The young Paris Saint-Germain star, who is currently in top form, was only substituted after one hour in the 2-2 draw against Iceland last Thursday due to slight muscle problems. From a 0:2, the French made a 2:2, with Mbappe on penalty kick equalizing late (90th). Team boss Didier Deschamps described the 19-year-old as a guarantee of success: “He brought speed and precision.

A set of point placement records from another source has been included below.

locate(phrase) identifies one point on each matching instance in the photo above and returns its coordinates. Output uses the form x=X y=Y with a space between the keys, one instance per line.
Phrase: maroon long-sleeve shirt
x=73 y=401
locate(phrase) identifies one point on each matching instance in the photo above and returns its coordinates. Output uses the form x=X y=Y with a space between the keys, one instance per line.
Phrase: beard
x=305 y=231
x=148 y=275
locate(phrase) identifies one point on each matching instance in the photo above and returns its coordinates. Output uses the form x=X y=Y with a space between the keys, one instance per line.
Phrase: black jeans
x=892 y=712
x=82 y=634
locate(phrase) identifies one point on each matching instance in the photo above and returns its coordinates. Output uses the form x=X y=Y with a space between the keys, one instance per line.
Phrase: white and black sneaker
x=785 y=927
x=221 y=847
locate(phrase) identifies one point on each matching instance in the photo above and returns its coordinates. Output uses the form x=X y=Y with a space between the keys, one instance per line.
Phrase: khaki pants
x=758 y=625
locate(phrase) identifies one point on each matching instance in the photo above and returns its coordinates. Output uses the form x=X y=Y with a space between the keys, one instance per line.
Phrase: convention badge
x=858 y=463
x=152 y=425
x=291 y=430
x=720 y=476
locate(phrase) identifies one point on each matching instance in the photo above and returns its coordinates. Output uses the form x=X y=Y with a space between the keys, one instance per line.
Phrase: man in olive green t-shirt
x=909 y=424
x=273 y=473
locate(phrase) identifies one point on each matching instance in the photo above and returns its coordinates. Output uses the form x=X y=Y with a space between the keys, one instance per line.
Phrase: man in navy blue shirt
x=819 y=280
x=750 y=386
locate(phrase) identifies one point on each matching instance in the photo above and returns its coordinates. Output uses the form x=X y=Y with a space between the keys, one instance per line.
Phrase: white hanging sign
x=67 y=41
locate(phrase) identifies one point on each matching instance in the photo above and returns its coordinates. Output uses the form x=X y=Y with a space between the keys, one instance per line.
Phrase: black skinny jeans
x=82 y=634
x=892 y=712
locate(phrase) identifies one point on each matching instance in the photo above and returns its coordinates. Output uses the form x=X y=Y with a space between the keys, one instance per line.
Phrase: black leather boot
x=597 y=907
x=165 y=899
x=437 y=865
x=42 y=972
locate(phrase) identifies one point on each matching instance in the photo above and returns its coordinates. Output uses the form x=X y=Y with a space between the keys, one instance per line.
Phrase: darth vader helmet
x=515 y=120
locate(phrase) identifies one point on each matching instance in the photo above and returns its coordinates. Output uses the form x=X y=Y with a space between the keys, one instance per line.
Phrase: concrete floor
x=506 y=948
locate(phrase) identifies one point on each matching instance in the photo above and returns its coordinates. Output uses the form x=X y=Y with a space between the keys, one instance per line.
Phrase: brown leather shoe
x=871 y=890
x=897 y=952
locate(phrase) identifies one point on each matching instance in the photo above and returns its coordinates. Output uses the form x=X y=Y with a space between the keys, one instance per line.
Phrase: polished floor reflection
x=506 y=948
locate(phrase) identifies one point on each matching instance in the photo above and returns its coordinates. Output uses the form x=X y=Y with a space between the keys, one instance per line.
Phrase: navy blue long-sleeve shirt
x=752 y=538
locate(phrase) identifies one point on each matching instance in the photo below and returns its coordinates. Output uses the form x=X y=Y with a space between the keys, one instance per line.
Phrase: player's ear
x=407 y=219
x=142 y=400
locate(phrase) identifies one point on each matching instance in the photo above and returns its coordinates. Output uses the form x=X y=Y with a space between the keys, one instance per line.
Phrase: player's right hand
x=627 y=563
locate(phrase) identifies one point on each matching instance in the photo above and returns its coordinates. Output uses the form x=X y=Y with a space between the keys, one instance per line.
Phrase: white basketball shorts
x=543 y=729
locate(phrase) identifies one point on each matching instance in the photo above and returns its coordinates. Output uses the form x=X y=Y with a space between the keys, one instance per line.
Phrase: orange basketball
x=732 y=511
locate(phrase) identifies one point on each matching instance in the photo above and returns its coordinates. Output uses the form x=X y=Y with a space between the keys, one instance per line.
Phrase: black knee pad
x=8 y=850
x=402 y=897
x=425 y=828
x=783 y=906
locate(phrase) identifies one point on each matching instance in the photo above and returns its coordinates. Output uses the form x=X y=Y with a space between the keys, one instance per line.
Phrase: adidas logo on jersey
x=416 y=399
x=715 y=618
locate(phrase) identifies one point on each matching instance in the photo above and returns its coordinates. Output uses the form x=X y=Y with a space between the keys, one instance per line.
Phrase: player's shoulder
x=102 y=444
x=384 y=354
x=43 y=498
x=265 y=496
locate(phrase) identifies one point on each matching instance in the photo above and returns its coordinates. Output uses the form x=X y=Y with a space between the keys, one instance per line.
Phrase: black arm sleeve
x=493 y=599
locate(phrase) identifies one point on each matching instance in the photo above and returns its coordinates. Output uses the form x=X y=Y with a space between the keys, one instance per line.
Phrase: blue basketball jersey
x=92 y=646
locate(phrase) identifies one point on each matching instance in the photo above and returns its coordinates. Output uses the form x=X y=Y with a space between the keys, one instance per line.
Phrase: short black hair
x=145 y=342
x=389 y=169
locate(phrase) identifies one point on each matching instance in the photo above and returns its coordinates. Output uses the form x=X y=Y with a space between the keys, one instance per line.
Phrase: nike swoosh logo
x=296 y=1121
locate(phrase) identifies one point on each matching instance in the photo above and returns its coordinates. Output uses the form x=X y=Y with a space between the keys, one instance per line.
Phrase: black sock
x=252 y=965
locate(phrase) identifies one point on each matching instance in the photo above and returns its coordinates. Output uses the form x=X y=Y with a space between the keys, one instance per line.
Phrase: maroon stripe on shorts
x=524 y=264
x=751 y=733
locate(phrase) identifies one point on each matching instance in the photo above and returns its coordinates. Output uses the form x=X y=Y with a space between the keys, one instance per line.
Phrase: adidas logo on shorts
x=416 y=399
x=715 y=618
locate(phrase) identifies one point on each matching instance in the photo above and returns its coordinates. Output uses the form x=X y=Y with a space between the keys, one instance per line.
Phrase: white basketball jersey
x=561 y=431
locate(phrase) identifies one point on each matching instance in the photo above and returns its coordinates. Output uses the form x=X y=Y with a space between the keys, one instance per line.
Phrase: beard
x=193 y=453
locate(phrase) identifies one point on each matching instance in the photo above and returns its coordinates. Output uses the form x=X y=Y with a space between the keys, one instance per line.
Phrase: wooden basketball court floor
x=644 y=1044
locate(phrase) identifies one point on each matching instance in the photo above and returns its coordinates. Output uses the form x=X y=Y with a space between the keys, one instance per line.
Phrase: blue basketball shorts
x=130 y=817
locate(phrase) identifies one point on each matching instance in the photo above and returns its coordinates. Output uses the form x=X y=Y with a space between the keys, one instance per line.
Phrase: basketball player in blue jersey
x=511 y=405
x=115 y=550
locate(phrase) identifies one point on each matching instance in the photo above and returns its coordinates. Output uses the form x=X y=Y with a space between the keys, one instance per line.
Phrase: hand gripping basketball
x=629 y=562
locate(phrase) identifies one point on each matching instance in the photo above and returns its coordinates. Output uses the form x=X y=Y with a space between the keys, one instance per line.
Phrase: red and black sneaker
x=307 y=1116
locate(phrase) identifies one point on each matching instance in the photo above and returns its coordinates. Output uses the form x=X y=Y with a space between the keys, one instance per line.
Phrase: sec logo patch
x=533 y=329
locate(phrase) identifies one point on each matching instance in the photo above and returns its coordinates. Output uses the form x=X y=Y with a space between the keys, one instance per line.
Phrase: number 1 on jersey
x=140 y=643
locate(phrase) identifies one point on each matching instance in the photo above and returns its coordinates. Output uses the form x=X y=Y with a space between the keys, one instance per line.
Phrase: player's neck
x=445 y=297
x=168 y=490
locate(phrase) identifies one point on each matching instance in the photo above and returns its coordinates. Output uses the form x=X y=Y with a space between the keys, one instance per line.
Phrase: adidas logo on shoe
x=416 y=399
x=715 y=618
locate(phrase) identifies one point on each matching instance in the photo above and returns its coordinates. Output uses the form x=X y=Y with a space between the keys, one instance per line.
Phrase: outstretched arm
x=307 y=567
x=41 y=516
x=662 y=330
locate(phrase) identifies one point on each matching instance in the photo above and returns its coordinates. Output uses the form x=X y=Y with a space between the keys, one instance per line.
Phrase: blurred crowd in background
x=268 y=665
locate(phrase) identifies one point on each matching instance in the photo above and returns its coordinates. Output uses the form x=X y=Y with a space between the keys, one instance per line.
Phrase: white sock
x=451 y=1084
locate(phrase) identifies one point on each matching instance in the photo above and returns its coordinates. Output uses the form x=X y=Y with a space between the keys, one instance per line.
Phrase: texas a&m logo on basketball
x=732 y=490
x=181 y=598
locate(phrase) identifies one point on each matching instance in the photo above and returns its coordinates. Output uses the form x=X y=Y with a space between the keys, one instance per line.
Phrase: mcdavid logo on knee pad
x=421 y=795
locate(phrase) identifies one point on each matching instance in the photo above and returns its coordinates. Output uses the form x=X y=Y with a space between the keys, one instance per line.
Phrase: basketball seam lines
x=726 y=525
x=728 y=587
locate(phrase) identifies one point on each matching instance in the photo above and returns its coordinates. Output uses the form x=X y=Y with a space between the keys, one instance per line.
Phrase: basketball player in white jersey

That did us good.”
The French are preparing for an opponent who wants to make amends. “Germany will want to straighten things out again very quickly,” said left-back Lucas Hernandez. But the opponent in France is still seen as badly beaten. The renowned sports daily “L’Equipe” wrote of a major German crash – “almost a descent into hell and the crash doesn’t seem to end”. Blighty Bingo is the first bingo site that gives bonuses without requirements.